Down at the Brüner Alp at 12:25, an hour after leaving the cross. 

At Brüner Alp. Behind Urs is the Schlüechtli peak which we had walked along for about 45 minutes. 

Some more interesting fences. 

A bit further down the road from Brüner Alp is a small farm called Imschlacht. It didn't look like anyone was home, so we "borrowed" the bench in front of the largest structure for our picnic lunch. (The owner showed up about 10 minutes later, but he didn't say anything).

The view from our picnic bench in front of the barn. This place actually has a bus stop! It only runs twice a day in July and August from Laax, but we want to try it out some time!

The meadow in front of our picnic bench

Heading downhill now back toward the main road. Look at this beautiful meadow! In all it was a long 600-meter descent, but we made it down in an hour. 

Little barns along the way, and the Schlüechtli mountain in the back. We were way up high on that!

We could just make out the trail that we walked up higher

These look like Highland Cattle

And these are, I believe, an orchid of some kind. 

Heading down the steep hillsides through the tall meadow grass!

I am so happy that we are seeing so many beautiful flowering meadows. 

We got down to the road just a few minutes before our 14:18 bus. 

What our hike looks like on Google satellite maps, and other hikes we did nearby, including a walk through the Rhine Gorge in 2015

The bus passes back again through Versam. It was really full this time. I guess many more people had gone up the valley in the meantime and heading back again. 

Another look down into the Rhine Gorge from the winding road above. 

The only other buildings down here next to the station building are a canoe/kayak school and rental shop!

Getting back on the little red train from the Rhätian Railway, with windows you can still pull down!

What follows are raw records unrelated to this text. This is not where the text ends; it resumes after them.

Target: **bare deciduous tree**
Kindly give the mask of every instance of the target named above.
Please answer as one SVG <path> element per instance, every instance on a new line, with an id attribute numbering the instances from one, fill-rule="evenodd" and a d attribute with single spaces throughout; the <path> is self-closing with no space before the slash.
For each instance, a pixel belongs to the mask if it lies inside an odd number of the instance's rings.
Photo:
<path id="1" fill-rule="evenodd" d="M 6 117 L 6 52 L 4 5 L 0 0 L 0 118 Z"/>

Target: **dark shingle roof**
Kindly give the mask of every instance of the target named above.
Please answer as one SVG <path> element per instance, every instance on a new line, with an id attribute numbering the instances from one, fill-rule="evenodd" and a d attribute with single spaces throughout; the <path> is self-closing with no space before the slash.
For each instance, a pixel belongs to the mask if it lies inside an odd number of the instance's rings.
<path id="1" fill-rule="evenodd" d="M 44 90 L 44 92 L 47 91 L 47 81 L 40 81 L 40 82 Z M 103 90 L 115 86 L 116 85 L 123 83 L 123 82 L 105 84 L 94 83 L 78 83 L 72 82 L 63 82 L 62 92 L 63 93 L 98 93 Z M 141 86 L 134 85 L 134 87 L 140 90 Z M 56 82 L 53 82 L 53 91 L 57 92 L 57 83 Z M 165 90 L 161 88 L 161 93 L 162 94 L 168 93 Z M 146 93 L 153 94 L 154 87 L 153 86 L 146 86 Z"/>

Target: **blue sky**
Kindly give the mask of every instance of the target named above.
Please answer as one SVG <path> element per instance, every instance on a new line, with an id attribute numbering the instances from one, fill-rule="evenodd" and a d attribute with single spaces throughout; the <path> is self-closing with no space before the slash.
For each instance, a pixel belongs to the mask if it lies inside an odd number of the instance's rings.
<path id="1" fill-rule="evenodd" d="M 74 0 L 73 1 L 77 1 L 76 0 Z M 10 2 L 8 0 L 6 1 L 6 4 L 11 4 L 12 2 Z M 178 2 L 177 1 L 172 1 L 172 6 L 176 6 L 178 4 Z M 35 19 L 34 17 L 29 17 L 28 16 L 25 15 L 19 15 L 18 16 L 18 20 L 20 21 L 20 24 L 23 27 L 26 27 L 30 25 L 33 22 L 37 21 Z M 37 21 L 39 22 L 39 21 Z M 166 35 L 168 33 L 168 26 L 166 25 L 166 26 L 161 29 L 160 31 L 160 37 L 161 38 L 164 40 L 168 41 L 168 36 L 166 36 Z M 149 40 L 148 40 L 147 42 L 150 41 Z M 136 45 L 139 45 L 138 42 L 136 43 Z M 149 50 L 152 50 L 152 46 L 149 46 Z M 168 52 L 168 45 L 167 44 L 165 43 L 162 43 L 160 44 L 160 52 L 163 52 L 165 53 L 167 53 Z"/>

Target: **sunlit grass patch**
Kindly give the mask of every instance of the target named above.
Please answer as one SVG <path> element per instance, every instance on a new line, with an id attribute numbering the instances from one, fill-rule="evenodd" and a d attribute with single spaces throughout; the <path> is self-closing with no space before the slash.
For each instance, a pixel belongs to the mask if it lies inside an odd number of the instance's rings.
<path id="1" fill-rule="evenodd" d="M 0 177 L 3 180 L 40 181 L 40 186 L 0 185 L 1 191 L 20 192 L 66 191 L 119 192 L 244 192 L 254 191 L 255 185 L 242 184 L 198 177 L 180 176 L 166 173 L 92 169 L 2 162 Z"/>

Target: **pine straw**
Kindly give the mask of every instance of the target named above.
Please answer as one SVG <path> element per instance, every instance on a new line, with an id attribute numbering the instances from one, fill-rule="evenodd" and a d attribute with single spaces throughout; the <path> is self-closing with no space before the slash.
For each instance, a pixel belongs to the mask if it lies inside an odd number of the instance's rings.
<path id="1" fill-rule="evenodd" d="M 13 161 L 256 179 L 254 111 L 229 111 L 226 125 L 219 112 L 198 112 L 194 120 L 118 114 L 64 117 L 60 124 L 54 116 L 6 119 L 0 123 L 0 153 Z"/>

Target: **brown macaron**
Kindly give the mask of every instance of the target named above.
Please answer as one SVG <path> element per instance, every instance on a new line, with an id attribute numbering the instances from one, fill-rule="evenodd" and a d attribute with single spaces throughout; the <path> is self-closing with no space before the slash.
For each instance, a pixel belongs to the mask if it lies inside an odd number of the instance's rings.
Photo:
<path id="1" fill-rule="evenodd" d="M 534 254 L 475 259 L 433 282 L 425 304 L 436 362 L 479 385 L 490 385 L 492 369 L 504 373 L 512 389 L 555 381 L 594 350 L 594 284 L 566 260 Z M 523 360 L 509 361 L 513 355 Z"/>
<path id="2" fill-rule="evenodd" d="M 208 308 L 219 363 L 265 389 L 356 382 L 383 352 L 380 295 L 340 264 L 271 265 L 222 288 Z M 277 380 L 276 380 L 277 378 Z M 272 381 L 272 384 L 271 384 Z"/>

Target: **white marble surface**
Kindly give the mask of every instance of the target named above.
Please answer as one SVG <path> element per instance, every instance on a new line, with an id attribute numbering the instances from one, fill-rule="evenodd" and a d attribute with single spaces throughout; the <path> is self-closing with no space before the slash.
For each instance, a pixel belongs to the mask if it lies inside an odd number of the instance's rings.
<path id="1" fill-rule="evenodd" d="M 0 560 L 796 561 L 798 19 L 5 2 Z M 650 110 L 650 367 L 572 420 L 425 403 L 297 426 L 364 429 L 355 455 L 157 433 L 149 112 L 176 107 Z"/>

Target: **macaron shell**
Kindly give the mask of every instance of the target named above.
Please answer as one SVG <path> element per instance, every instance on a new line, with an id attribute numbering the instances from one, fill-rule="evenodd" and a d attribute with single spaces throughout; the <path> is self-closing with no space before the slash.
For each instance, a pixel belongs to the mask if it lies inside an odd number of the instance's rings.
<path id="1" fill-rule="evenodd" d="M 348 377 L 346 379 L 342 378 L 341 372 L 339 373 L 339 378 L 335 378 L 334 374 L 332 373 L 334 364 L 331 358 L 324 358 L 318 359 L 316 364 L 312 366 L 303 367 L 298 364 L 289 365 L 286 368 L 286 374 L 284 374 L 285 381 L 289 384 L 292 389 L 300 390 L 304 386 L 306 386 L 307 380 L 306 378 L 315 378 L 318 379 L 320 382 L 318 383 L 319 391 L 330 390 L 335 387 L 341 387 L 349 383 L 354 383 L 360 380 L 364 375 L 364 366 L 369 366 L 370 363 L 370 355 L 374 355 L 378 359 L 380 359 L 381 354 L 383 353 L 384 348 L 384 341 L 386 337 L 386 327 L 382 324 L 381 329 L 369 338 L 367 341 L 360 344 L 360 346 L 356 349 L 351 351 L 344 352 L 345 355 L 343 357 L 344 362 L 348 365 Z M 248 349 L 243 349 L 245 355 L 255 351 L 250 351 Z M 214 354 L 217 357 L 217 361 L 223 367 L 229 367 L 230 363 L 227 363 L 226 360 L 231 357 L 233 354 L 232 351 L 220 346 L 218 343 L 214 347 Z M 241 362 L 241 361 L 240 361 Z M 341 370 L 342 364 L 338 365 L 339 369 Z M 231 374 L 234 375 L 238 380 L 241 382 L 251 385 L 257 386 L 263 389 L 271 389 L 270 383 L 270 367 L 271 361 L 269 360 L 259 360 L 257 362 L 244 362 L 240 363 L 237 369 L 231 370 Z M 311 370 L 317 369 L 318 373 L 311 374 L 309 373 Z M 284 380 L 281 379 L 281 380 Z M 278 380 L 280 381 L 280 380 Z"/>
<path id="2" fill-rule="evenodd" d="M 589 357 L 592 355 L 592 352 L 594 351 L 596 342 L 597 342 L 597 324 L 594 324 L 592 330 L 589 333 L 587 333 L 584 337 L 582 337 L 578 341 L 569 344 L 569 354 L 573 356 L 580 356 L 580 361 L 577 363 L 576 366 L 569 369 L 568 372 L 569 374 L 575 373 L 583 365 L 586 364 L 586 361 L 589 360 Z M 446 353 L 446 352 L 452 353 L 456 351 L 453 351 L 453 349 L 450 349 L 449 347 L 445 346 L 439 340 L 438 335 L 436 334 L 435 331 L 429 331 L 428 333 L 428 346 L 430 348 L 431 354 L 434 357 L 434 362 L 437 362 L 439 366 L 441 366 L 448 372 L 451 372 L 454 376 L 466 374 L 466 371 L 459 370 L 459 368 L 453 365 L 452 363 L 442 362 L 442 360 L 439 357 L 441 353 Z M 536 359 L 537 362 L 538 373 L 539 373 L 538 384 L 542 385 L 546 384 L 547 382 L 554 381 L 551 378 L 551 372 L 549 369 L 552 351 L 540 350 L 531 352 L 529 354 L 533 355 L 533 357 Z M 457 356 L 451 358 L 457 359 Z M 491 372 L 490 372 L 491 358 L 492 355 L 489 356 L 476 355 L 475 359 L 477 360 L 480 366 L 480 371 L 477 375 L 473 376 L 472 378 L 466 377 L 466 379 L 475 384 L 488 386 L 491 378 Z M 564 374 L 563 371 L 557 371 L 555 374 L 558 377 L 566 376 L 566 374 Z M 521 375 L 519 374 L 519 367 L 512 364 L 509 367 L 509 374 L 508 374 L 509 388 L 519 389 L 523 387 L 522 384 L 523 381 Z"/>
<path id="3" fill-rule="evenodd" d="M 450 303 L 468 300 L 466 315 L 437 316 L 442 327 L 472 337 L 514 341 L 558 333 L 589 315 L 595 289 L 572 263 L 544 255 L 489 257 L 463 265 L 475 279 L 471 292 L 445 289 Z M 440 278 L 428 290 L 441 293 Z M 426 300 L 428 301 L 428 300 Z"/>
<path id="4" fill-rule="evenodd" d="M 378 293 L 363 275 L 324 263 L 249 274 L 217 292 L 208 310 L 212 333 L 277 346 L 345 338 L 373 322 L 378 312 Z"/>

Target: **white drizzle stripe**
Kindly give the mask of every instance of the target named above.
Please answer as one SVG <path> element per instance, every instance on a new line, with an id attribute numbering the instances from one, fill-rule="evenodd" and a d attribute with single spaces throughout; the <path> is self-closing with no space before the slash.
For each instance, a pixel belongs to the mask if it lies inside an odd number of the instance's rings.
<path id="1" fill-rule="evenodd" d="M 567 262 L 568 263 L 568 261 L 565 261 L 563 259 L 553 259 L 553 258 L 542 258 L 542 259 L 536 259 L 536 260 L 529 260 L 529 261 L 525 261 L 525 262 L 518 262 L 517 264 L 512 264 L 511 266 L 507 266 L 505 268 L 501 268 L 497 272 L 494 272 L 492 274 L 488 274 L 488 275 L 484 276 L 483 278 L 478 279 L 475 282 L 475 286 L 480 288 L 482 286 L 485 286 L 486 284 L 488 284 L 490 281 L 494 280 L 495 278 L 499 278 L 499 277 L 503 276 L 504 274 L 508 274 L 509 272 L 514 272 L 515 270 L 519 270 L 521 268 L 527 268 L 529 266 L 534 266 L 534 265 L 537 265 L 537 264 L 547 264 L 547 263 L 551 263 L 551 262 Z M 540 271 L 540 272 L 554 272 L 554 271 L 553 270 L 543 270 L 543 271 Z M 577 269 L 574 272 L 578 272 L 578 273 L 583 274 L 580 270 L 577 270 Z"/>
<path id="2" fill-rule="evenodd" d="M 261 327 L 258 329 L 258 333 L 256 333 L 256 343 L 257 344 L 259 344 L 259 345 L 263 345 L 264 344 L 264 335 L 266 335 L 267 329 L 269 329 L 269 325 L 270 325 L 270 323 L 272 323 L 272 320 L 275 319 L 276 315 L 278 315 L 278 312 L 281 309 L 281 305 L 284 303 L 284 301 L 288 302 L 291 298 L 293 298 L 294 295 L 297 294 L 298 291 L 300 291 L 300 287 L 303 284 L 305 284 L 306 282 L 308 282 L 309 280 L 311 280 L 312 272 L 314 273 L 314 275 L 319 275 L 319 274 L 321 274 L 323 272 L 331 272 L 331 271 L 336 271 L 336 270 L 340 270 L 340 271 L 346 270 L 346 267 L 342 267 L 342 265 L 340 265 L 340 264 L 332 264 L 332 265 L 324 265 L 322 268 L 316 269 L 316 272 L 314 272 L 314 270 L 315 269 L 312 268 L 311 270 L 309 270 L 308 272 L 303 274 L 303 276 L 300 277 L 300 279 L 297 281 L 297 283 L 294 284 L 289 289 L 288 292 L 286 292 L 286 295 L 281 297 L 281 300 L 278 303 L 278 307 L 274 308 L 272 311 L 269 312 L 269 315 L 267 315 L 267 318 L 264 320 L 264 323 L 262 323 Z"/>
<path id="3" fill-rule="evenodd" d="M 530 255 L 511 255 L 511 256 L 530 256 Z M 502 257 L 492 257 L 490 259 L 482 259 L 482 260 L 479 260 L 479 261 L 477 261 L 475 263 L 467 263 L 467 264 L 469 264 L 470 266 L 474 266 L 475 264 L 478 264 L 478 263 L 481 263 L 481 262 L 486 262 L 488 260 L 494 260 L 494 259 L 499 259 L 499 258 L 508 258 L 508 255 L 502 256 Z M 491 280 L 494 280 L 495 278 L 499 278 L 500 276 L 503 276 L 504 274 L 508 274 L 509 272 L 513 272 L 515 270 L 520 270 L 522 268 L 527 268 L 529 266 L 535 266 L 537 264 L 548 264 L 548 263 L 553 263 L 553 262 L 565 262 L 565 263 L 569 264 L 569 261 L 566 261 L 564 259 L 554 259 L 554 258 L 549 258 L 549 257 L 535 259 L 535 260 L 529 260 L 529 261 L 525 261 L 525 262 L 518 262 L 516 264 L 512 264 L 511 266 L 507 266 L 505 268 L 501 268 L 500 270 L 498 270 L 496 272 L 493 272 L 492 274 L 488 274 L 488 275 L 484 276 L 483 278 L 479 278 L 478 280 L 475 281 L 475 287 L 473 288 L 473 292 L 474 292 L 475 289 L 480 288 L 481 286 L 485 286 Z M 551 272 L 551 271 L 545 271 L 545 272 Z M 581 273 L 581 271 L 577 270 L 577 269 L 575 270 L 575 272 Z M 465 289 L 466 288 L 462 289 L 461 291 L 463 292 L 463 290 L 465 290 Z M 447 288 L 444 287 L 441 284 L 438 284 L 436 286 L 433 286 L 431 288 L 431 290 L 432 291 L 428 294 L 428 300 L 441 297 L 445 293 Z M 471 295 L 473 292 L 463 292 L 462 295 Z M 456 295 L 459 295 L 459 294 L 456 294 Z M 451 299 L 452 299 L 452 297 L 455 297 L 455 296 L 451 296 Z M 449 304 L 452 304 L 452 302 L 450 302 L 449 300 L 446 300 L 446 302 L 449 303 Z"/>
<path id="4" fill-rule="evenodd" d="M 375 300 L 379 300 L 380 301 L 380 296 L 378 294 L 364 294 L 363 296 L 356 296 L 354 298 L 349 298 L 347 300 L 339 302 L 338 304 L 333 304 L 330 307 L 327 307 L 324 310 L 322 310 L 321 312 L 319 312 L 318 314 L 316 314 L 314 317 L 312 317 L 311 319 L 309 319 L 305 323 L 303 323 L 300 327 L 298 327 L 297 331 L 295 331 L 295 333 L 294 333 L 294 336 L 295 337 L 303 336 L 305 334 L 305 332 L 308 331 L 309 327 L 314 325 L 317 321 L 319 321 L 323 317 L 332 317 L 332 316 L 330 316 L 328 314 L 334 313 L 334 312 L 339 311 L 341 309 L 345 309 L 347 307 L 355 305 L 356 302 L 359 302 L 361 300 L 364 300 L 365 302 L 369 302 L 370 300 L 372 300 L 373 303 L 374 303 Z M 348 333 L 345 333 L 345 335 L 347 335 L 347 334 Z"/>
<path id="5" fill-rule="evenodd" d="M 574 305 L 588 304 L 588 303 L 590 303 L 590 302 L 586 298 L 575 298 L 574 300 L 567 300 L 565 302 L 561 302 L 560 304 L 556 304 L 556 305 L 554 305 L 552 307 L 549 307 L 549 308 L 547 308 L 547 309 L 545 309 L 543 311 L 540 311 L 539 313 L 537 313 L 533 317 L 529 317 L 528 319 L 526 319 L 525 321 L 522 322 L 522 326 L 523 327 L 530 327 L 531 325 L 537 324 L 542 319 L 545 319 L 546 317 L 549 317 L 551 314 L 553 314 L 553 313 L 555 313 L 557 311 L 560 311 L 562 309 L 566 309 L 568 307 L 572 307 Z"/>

A close-up look at some of the fantastic rock formations on the gorge walls near the Versam-Safien train stop in the Rhine Gorge


VIDEO:
From the train, through the Rhine Canyon


Heading northeast now, back out of the Rhine Gorge, along the Anterior Rhine, considered the main original branch of the Rhine River. 



After this railway bridge, the gorge can no longer be accessed on foot. Only the train and boats can pass the river here, until the next stop at Trin. 

VIDEO:
Train Ride along the Rhine River between Versam and Trin, arriving in Trin


This section of the river between Versam and Trin is very popular with boaters of all kinds. 

And now we're back at Reichenau again, where the Anterior and Posterior Rhine Rivers meet to form the Rhine River, which then heads north at Chur toward Lake Constance.  

Where the Safien Valley is located in Switzerland.